Après une élection présidentielle « fauretement » contestée avec son lot de désastre, ces démarches apaisent-elle  dans le sens large du terme le cœur attristé des Togolais ? Rien n’est sûr. L’emplacement même dudit monument « Carrefour Faure Gnassingbé » ne peut-elle pas faire penser à autre chose ? Pour certains Togolais, Faure Gnassingbé incarne la continuité du « système autoritaire » de son père érigé de 1967 à 2005. Ceux-ci l’accusent d’avoir violé la Constitution du pays en acceptant son intronisation déguisée par les Forces Armées Togolaises (FAT) au soir du 05 février 2005 et de n’avoir pas empêcher les tueries qui ont suivi l’annonce de sa «victoire » le 26 avril.
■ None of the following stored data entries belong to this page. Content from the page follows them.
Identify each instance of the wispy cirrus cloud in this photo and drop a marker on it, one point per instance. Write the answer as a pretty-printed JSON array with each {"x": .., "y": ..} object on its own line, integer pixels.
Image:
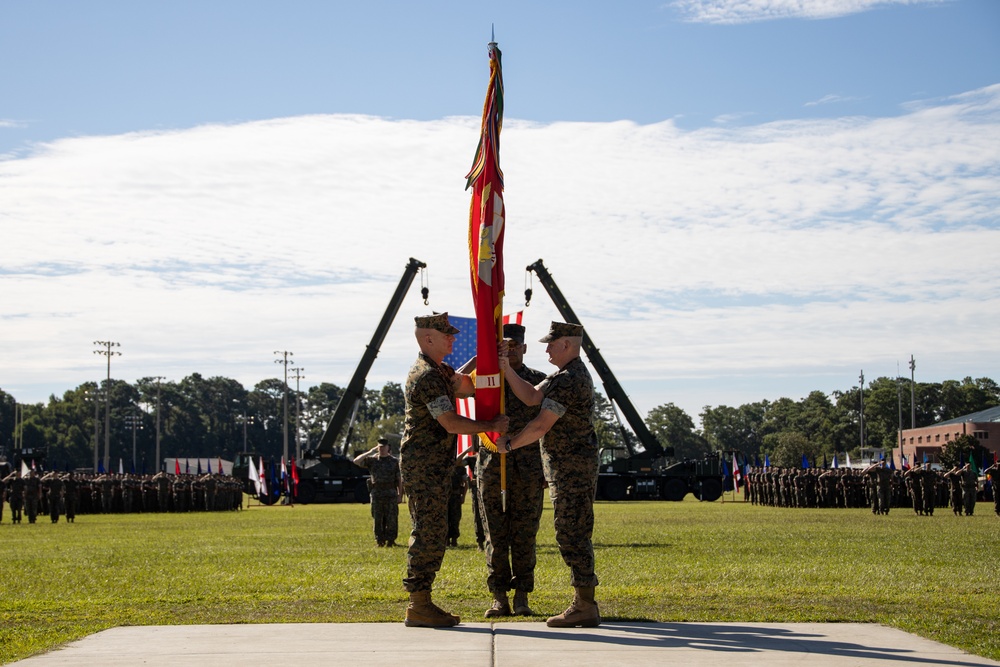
[
  {"x": 782, "y": 250},
  {"x": 830, "y": 99},
  {"x": 748, "y": 11}
]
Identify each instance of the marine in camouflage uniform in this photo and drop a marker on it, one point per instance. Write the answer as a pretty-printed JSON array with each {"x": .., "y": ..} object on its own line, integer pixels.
[
  {"x": 386, "y": 491},
  {"x": 32, "y": 494},
  {"x": 881, "y": 478},
  {"x": 54, "y": 485},
  {"x": 954, "y": 478},
  {"x": 456, "y": 498},
  {"x": 569, "y": 459},
  {"x": 426, "y": 460},
  {"x": 70, "y": 495},
  {"x": 993, "y": 472},
  {"x": 970, "y": 488},
  {"x": 511, "y": 533},
  {"x": 914, "y": 482},
  {"x": 15, "y": 495}
]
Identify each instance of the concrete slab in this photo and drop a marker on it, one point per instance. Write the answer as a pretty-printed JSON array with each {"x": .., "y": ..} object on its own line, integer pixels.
[{"x": 497, "y": 645}]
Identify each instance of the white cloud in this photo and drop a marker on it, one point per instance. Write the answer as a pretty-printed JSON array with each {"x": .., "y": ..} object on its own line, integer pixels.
[
  {"x": 830, "y": 99},
  {"x": 747, "y": 11},
  {"x": 773, "y": 252}
]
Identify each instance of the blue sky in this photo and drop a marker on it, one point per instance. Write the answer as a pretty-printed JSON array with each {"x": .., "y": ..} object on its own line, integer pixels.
[{"x": 743, "y": 200}]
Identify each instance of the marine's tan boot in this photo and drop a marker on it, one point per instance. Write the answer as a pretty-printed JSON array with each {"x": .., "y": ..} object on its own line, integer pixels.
[
  {"x": 422, "y": 613},
  {"x": 521, "y": 607},
  {"x": 582, "y": 612},
  {"x": 500, "y": 606}
]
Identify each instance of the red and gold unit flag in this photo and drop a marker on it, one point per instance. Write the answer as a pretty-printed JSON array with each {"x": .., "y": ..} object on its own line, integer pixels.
[{"x": 486, "y": 233}]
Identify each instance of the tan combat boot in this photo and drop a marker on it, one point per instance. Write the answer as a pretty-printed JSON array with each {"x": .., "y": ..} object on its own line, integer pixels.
[
  {"x": 521, "y": 604},
  {"x": 422, "y": 613},
  {"x": 500, "y": 606},
  {"x": 582, "y": 612}
]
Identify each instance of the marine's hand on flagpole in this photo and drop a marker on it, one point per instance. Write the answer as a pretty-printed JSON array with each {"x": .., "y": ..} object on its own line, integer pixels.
[{"x": 499, "y": 424}]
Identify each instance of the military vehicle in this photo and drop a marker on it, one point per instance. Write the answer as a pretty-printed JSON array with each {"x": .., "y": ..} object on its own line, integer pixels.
[
  {"x": 627, "y": 473},
  {"x": 327, "y": 473}
]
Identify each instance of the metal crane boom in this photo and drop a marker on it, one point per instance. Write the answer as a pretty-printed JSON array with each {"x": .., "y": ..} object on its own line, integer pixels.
[
  {"x": 612, "y": 387},
  {"x": 354, "y": 392}
]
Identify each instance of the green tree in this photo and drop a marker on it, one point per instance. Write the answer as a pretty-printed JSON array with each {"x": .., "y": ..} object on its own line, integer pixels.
[
  {"x": 786, "y": 449},
  {"x": 957, "y": 452},
  {"x": 673, "y": 427}
]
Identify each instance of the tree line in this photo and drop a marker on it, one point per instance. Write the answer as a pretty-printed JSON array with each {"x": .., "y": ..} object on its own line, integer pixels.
[
  {"x": 821, "y": 425},
  {"x": 209, "y": 417}
]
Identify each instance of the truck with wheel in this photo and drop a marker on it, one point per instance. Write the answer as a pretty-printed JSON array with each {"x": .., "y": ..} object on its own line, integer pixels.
[
  {"x": 327, "y": 473},
  {"x": 627, "y": 472}
]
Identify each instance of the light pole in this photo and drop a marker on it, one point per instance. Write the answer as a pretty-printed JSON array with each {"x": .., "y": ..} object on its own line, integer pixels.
[
  {"x": 97, "y": 403},
  {"x": 284, "y": 425},
  {"x": 246, "y": 420},
  {"x": 298, "y": 436},
  {"x": 861, "y": 393},
  {"x": 107, "y": 352}
]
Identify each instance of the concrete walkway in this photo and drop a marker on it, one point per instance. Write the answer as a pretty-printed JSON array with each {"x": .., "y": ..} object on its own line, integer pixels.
[{"x": 503, "y": 644}]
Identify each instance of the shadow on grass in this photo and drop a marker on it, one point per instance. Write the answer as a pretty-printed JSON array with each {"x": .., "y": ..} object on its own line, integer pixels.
[{"x": 724, "y": 638}]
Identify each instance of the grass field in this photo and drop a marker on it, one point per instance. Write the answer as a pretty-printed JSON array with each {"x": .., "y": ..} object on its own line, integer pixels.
[{"x": 937, "y": 577}]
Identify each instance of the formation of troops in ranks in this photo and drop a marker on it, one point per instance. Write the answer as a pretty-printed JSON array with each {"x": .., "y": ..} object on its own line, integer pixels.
[
  {"x": 69, "y": 494},
  {"x": 877, "y": 486}
]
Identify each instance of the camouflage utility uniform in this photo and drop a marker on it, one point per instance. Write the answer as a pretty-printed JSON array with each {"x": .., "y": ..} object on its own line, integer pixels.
[
  {"x": 510, "y": 534},
  {"x": 384, "y": 471},
  {"x": 15, "y": 496},
  {"x": 32, "y": 494},
  {"x": 570, "y": 461},
  {"x": 994, "y": 473},
  {"x": 426, "y": 460}
]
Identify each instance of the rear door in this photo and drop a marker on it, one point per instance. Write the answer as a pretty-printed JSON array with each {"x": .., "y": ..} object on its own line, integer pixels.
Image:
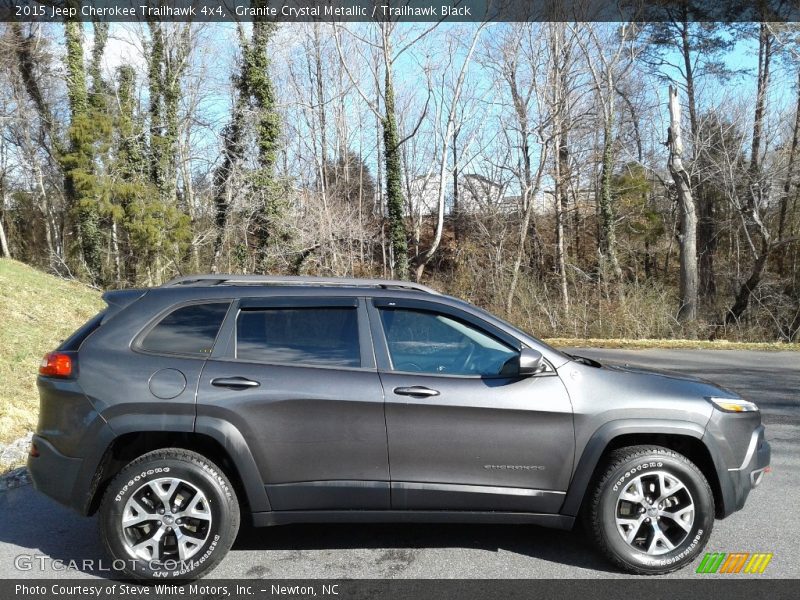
[
  {"x": 297, "y": 377},
  {"x": 464, "y": 431}
]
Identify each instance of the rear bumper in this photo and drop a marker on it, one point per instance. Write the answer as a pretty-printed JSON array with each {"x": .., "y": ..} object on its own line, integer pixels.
[{"x": 53, "y": 473}]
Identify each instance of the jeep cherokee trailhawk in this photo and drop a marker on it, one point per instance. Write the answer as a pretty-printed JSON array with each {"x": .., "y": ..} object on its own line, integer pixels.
[{"x": 179, "y": 409}]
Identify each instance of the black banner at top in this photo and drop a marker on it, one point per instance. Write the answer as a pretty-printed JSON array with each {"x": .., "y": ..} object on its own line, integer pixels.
[{"x": 400, "y": 10}]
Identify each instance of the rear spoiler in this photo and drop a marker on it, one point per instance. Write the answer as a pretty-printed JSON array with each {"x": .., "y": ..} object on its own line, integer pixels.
[{"x": 119, "y": 299}]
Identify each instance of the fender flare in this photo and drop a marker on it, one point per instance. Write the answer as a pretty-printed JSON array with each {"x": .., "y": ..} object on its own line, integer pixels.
[
  {"x": 224, "y": 433},
  {"x": 599, "y": 441},
  {"x": 233, "y": 442}
]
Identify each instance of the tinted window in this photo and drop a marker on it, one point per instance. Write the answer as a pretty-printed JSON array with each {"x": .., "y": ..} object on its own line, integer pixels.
[
  {"x": 317, "y": 336},
  {"x": 428, "y": 342},
  {"x": 188, "y": 330}
]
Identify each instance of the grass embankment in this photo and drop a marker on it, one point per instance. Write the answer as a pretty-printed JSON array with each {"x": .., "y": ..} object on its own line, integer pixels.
[{"x": 37, "y": 311}]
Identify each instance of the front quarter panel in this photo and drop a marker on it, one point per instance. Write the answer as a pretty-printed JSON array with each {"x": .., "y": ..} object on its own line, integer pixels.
[{"x": 610, "y": 402}]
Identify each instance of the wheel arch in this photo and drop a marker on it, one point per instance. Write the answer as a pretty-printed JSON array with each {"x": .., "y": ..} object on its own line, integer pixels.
[
  {"x": 214, "y": 439},
  {"x": 683, "y": 437}
]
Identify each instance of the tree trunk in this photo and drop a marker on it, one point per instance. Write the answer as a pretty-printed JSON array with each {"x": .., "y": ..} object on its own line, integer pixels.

Pour d’autres, l’acte du ministre Tozoun s’apparenterait à un retour aux «vieux démons ».

Par le passé, des « esprits » pensants ont consciemment ou inconsciemment entouré le Général Gnassingbé Eyadema d’un certain culte de la personnalité au point de l’élever au rang de « Guide éclairé ou du Timonier national. » Au même moment, on a tenté d’effacer soigneusement de la mémoire collective d’autres citoyens qui ont apporté leur contribution pour l’épanouissement de la nation togolaise. Sans le dire officiellement, le Général Eyadema était considéré comme « dieu ».
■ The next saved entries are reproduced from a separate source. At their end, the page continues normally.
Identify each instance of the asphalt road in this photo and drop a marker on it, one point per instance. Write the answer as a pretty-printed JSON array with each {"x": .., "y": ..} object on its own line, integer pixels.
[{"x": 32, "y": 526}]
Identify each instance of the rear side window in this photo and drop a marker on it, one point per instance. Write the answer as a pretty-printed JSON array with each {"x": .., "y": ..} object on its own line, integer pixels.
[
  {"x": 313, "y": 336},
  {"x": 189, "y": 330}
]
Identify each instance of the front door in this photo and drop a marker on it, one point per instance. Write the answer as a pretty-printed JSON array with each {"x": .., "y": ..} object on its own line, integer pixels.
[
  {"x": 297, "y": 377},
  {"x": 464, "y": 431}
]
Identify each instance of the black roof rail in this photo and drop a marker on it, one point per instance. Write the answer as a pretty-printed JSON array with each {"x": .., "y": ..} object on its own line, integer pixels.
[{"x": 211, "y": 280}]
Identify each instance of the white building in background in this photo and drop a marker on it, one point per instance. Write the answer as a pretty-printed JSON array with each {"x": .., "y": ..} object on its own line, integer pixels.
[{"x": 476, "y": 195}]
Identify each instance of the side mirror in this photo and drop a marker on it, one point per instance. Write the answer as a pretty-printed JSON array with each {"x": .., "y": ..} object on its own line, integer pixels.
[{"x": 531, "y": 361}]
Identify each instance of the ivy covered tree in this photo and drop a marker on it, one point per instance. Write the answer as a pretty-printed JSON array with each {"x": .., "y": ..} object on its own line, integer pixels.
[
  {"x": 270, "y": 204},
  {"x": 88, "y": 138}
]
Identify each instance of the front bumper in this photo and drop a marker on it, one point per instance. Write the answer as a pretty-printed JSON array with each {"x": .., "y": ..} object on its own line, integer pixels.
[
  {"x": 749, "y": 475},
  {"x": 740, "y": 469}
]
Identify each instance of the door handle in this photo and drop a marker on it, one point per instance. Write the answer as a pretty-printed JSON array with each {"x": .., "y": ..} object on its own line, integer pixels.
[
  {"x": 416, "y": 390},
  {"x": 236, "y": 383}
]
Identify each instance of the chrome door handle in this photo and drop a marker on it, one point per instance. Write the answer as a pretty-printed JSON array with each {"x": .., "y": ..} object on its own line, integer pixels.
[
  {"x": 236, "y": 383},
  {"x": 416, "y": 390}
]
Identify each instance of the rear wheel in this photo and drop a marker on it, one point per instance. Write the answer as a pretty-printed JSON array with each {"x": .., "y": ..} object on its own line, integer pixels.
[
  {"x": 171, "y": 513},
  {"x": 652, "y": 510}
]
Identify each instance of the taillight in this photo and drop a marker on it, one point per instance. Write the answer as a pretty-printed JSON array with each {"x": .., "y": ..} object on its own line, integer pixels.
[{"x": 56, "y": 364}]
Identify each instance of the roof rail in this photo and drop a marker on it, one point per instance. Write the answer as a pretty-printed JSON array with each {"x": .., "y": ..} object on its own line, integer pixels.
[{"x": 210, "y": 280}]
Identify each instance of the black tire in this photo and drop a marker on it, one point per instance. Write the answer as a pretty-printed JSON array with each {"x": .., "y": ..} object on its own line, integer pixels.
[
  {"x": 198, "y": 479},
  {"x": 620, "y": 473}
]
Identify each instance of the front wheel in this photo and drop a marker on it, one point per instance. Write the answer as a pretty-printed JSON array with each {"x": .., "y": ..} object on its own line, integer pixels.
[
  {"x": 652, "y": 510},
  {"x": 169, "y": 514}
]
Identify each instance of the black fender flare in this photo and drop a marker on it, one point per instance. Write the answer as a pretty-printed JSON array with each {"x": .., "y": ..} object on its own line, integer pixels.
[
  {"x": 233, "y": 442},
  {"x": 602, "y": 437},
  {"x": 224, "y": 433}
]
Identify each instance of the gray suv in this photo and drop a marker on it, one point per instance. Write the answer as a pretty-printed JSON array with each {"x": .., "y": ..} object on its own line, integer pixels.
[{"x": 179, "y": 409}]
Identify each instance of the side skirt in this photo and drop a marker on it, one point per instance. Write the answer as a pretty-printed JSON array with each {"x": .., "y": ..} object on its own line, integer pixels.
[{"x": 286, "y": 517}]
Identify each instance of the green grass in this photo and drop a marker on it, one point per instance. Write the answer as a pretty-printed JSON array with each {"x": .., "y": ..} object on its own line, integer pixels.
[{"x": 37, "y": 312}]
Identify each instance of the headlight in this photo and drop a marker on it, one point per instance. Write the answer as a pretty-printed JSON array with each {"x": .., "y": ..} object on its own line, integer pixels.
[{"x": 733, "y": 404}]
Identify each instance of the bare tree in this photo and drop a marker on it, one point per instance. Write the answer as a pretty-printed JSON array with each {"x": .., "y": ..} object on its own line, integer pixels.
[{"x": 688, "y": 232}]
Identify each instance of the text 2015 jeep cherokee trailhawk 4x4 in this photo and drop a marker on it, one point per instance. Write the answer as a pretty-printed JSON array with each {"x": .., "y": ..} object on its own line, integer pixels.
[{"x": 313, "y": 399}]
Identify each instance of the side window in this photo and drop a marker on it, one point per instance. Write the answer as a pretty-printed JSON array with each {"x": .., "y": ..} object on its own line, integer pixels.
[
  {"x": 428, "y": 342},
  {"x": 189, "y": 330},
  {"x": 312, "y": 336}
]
En lieu et place d’une véritable politique de développement sociopolitique et économique du pays, on a passé plutôt le temps à chanter et à danser pour l’honneur d’une seule personne.

De Lomé à Dapaong, ce sont des statues en marbre du « Guide éclairé » qu’on voyait. Aujourd’hui, certains murs de nos villes portent encore les posters géants du défunt Eyadema qui côtoient ceux de son fils, Faure Gnassingbé. Du boulevard Eyadema à l’école militaire Gnassingbé Eyadema de Tchitchao passant par l’aéroport international du même nom, il ne resterait plus alors de place pour les autres.

Petit à petit mais résolument, le régime Faure Gnassingbé s’enracine et commence par ressembler à celui de son père. Ceci en ce sens que ceux qui ont fait de son père ce qu’il était devenu sont les mêmes à penser la ligne directive que le nouveau patron de l’ancien parti  unique  doit suivre.  De quoi  donner raison à  ceux qui pensent que le Togo est   devenu une «  République   monarchique ».